His remarks suggest inflation is featuring more prominently on the Fed's radar screen, indicating policy-makers have little intention to cut interest rates further. Average gasoline prices in the United States have just surpassed $4 a gallon for the first time. "The latest round of increases in energy prices has added to the upside risks to inflation and inflation expectations," Bernanke said at a conference organised by the Boston Federal Reserve.
"The Federal Open Market Committee will strongly resist an erosion of longer-term inflation expectations, as an unanchoring of those expectations would be destabilizing for growth as well as for inflation," Bernanke said.
The dollar jumped to a three-month high against the yen and US Treasuries tumbled after Bernanke's remarks.

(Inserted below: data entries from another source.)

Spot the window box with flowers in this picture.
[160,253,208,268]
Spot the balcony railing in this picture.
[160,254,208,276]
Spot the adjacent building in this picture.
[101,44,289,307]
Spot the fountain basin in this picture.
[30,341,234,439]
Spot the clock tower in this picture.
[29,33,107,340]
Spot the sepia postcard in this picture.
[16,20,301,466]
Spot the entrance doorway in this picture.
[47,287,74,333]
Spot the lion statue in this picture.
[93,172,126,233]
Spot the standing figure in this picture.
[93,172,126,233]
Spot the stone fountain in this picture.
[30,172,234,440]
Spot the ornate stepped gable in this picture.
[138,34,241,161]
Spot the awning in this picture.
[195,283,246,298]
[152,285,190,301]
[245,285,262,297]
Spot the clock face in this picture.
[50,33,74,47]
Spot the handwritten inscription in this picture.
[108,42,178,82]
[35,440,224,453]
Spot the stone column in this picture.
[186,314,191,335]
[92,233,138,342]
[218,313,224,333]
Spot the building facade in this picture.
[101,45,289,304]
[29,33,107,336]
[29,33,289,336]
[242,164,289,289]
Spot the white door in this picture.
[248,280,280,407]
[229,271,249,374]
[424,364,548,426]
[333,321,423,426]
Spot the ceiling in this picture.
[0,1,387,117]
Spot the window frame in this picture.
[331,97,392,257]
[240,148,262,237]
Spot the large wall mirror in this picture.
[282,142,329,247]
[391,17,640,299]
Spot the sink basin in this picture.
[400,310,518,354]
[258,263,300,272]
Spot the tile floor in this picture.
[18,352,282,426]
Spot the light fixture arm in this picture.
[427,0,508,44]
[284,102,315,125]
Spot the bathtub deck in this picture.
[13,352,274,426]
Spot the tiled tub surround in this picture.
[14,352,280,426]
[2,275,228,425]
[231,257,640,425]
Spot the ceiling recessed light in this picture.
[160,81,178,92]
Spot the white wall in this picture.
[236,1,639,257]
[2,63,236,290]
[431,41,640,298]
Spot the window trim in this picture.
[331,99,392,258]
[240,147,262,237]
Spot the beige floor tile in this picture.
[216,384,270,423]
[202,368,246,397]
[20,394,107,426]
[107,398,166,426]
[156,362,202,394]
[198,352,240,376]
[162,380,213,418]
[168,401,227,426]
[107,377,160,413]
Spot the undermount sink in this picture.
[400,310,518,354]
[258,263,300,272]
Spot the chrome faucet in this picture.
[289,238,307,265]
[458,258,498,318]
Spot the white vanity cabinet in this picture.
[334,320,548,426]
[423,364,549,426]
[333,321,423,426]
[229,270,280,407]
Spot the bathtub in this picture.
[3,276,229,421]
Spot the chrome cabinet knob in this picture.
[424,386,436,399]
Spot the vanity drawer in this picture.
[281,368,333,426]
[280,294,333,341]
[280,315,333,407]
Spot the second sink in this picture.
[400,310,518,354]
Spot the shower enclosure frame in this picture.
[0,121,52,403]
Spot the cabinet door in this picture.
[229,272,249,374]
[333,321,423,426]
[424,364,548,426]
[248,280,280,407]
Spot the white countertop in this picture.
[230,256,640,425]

Bernanke's inflation warning, the third in just one week, seemed to bring him closer to the more inflation-leery faction of the policy-setting Federal Open Market Committee, led by the presidents of the Dallas and Philadelphia Federal Reserve Banks, Richard Fisher and Charles Plosser.
Fisher told CNBC on Monday that a weak dollar could lead to a vicious cycle of higher inflation and weaker growth.
Still, analysts have been sceptical that tough talk on price growth would be followed up with real action in the form of higher interest rates.
Rate futures have begun pricing in the prospect of a rate hike as early as October, but some are sceptical as to whether the Fed's warnings on the dollar and inflation have any teeth, particularly at time when banks continue to reel from bad investments in the mortgage sector.
For his part, Bernanke appeared relatively sanguine about the economic outlook, more so than he had been just a couple of months back.
"Although activity during the current quarter is likely to be weak, the risk that the economy has entered a substantial downturn appears to have diminished over the past month or so," he said.
The speech also pointed to rising nervousness at the Fed over recent surges in oil prices, which have pushed up crude oil, which reached a record above $139 a barrel last week.
US inflation rose 3.2 percent in the 12 months to April, and by 2.1 percent over the same period when volatile food and energy costs were excluded, according to the Fed's preferred inflation report, the government's personal income data.
The Federal Open Market Committee next meets on June 24-25. Financial markets largely expect the Fed will not begin to raise interest rates until its October meeting.
Bernanke said inflation remains high, reflecting commodities price rises. At the same time, he said, higher raw materials costs have yet to translate to higher prices for products or the need to raise worker pay in response.